British video-maker Laura Waddington’s Border is an unusually direct and powerful invocation of a political struggle within a cine-nocturne—specifically a situation that took place in Europe, but with obvious implications for many nations. Border is a meditation on Waddington’s many days and nights spent with Afghan and Iraqi refugees in and around the Sangatte Red Cross refugee camp in northern France near the entrance to the Channel Tunnel. As is true in Kristallnacht and Innocence and Despair, the political elements of Border are filtered through the emotional consciousness of the filmmaker, but here that consciousness is more obvious: Waddington narrates Border, providing information about the refugees and her experiences with them in a vocal performance that is an effective auditory accompaniment to her visuals. She herself has commented on her use of narration:

with Border I had the constant feeling I couldn’t communicate what I’d seen in Sangatte. I knew it was impossible for me to speak from the point of view of the refugees. All I could do was speak about what it is to come from a society that allowed this situation to happen. I knew I could only leave a very small and incomplete trace. I think Border is a video full of loneliness, and one in which I am mistrustful of my own attempt to speak. In the voice over, I tried to say very little and to talk in an understated way, in the hope the audience would keep in their minds, the incompleteness of the picture I gave.27

Filmed at night, using only the illumination from the lights of passing cars and sometimes streetlights and searchlights, Waddington’s depiction of the refugees is deeply poignant, both visually lovely and full of the deep respect she came to have for them; “even when the refugees came back gassed or injured, they’d talk to me so warmly and sometimes laugh and sing. I’d rarely met people so dignified and strong.” Individual Iraqi or Afghani refugees are seen hiding in brush beside a road, walking toward or away from the camera, and demonstrating against the French decision to close Sangatte. Early in the film, a young man is seen doing a dance with a blanket under a streetlight—he seems to evoke the powerful, enduring spirit of the men and women Waddington met and, in some instances, traveled through the darkness with.
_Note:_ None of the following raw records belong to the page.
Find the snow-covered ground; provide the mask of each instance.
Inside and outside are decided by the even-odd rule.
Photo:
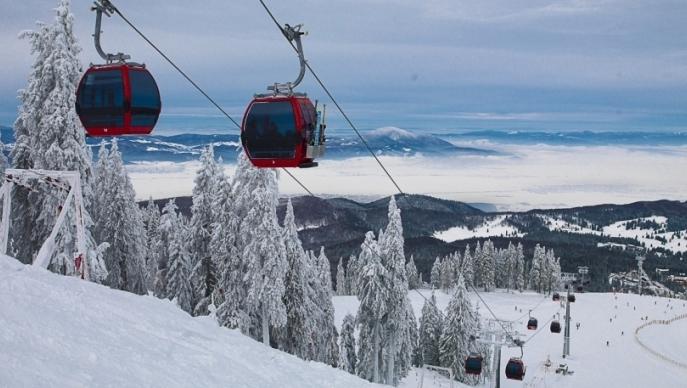
[[[413,308],[419,312],[424,297],[431,291],[411,291]],[[450,299],[441,291],[436,292],[437,304],[445,308]],[[687,371],[667,363],[641,348],[633,337],[634,330],[644,321],[640,318],[667,319],[687,312],[685,302],[677,299],[637,296],[627,294],[577,294],[577,301],[571,304],[573,327],[571,330],[571,355],[562,359],[562,334],[549,331],[549,319],[563,313],[558,303],[549,297],[534,293],[506,293],[504,291],[484,293],[482,297],[495,314],[504,320],[515,320],[514,327],[527,341],[524,347],[524,361],[527,374],[523,382],[506,380],[502,376],[502,387],[684,387]],[[479,300],[473,294],[473,301]],[[617,298],[617,299],[616,299]],[[656,302],[656,304],[654,304]],[[515,310],[517,306],[518,310]],[[340,325],[346,312],[355,312],[357,300],[354,297],[335,297],[336,319]],[[526,329],[527,311],[534,309],[533,316],[539,319],[541,331]],[[522,311],[522,312],[521,312]],[[480,313],[486,317],[487,309],[480,305]],[[574,324],[579,322],[580,329]],[[642,338],[655,350],[674,355],[677,360],[687,362],[684,349],[687,346],[687,322],[675,326],[646,328]],[[609,346],[606,346],[609,341]],[[501,360],[503,368],[509,357],[520,356],[517,348],[504,348]],[[554,367],[546,368],[550,358]],[[554,373],[555,366],[566,363],[574,374],[562,376]],[[407,385],[406,387],[410,387]]]
[[[386,157],[381,159],[404,191],[501,210],[559,208],[639,200],[685,199],[687,147],[508,146],[500,156]],[[234,166],[227,165],[232,173]],[[197,163],[127,166],[139,199],[190,195]],[[393,185],[372,158],[330,160],[291,170],[318,195],[387,196]],[[280,192],[302,195],[289,177]]]
[[[551,216],[540,216],[545,225],[552,231],[561,231],[580,234],[605,235],[609,237],[633,238],[643,243],[647,248],[664,248],[673,252],[687,251],[687,230],[679,232],[668,232],[666,230],[668,219],[661,216],[635,218],[623,220],[606,225],[601,230],[594,230],[588,227],[570,223]],[[633,228],[629,225],[632,222],[654,222],[658,225],[658,230]],[[622,244],[600,244],[612,248],[624,249]]]
[[[0,256],[0,387],[371,387],[169,301]]]
[[[421,295],[422,294],[422,295]],[[423,297],[411,291],[419,312]],[[442,309],[449,295],[438,291]],[[684,314],[684,301],[626,294],[578,294],[572,305],[571,356],[560,357],[562,335],[548,330],[558,303],[534,293],[485,293],[500,319],[514,320],[527,341],[524,383],[532,387],[681,387],[687,371],[656,357],[634,341],[641,317]],[[475,295],[473,300],[478,301]],[[355,297],[335,297],[336,322],[355,313]],[[516,309],[517,306],[517,309]],[[525,329],[527,311],[541,331]],[[488,312],[480,307],[482,316]],[[687,362],[687,322],[647,327],[642,340],[666,356]],[[609,341],[608,346],[606,341]],[[191,318],[171,302],[111,290],[76,278],[25,266],[0,256],[0,387],[365,387],[340,370],[269,349],[211,318]],[[518,349],[504,348],[502,368]],[[567,363],[573,375],[544,366]],[[502,372],[503,373],[503,372]],[[415,388],[412,370],[402,388]],[[522,383],[502,379],[503,387]],[[448,387],[436,374],[425,387]],[[456,384],[455,387],[460,385]]]
[[[469,229],[465,226],[454,226],[444,231],[434,233],[434,237],[446,242],[453,242],[456,240],[465,240],[469,238],[484,238],[491,236],[517,236],[522,237],[524,234],[516,227],[506,223],[506,215],[495,216],[487,219],[481,225],[474,229]]]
Waddington’s video camera is hand-held and sometimes moves gesturally, so that it captures and creates streaks of light. The shots of men hiding in a field near a road are granular, almost impressionistic; the blanket dancer’s spirited movements evoke a flickering flame; and within the action of the demonstration, as refugees get knocked around, Waddington’s camera is expressive of the violence. While these stylistic aspects of the film might strike viewers as “arty,” in fact, with a single exception, what we see in Border is precisely what the camera recorded. Waddington:

It [Border] was shot with a very small mini-DV camera with the shutter open wide since the only ambient light was from distant lamps on the motorways or passing car headlights and that is indeed what led to the stuttering effect. I didn’t work at all on the image, except that because the police would sometimes flash very bright torches into my lens if they found me, I began to develop white points all over my images, which I believe were burnt pixels. I passed the images through a computer in post production to remove those white spots but I didn’t change or correct anything else.28

In other words, here, the beauty of the nocturne is less an artistic gesture than an effect of the collaboration between the video camera and night itself.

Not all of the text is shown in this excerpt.